La misa de este domingo habla de otro nacimiento similar al antes descrito.
Dice: “Vendrán tiempos difíciles”, que habrá una gran angustia (como estaba el niño angustiado sin saber que estaba naciendo).
Entonces “veremos venir a Jesucristo sobre las nubes con gran poder y majestad”.
Y con todo el cariño y el amor que siempre lo caracterizó, nos re- cogerá y nos hará descansar en su pecho, como en el pecho de una amorosa madre. Y allí encontraremos el calor del amor, la absoluta seguridad que anhelamos y una indescriptible paz que ahora no podemos ni siquiera imaginar.
¡Habremos nacido a la vida eterna, en la cual gozaremos de una inefable felicidad para siempre!
Para eso hemos sido creados “a imagen y semejanza de Dios”, para gozar de una total felicidad, sin temor alguno de perderla jamás.
Santa Teresita supo esto cuando, poco antes de morir, dijo: “Yo no muero, nazco a la vida”.
La pregunta de hoy
¿Cómo estar listo para este maravilloso acontecimiento?
El Salmo 15 nos da una forma de estarlo.
“Tengo siempre presente al Señor; con Él a mi derecha no vacilaré; por eso se me alegra el corazón, y gozan mis entrañas, y mi carne descansa serena”.
¡Feliz nacimiento, amigo, amiga! ¡Le deseo de todo corazón una nueva vida llena hasta el tope de paz y felicidad!
El hombre es inmortal.
En el bautismo, el hombre muere al pecado a la muerte. San Pablo entiende la resurrección de los muertos como un acontecimiento inmediatamente después de la muerte de cada uno.
Vi a mi hijo en el ataúd. Su cuerpo estaba allí, pero él no. Él había encontrado el amoroso abrazo de bienvenida en el pecho de Jesucristo, como el hijo pródigo al que, cuando volvió a su casa, su papá “lo llenó de besos”.
Yo lloraba, sí, pero no por él, sino por la falta que me iba a hacer hasta que nos encontremos y nos abracemos nuevamente para siempre.

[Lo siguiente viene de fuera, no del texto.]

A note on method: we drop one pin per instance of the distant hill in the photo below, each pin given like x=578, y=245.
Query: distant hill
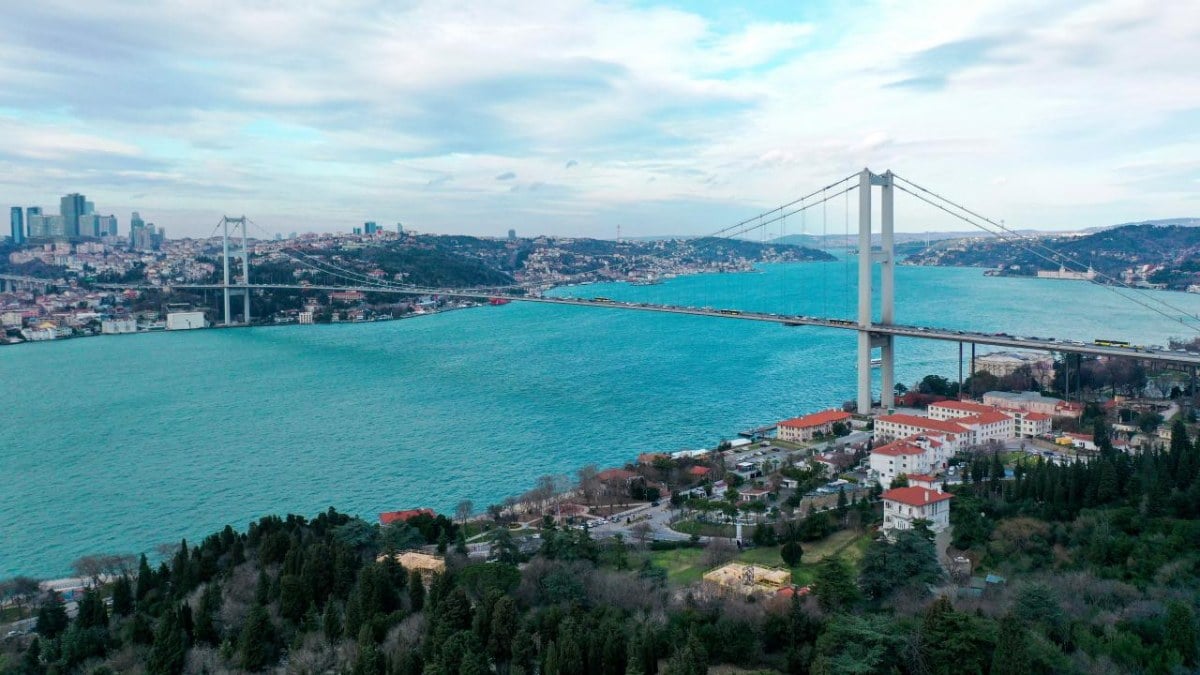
x=1162, y=252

Lo mismo me pasó a con mi mamá: he hablado con ella mucho más frecuentemente que cuando ella vivía esta vida terrenal.
Gracias, Señor, por haber dado muerte a la muerte con tu resurrección.
Para el cristiano la muerte no es el fin, sino el principio de una eternidad en la amorosa compañía de su Señor.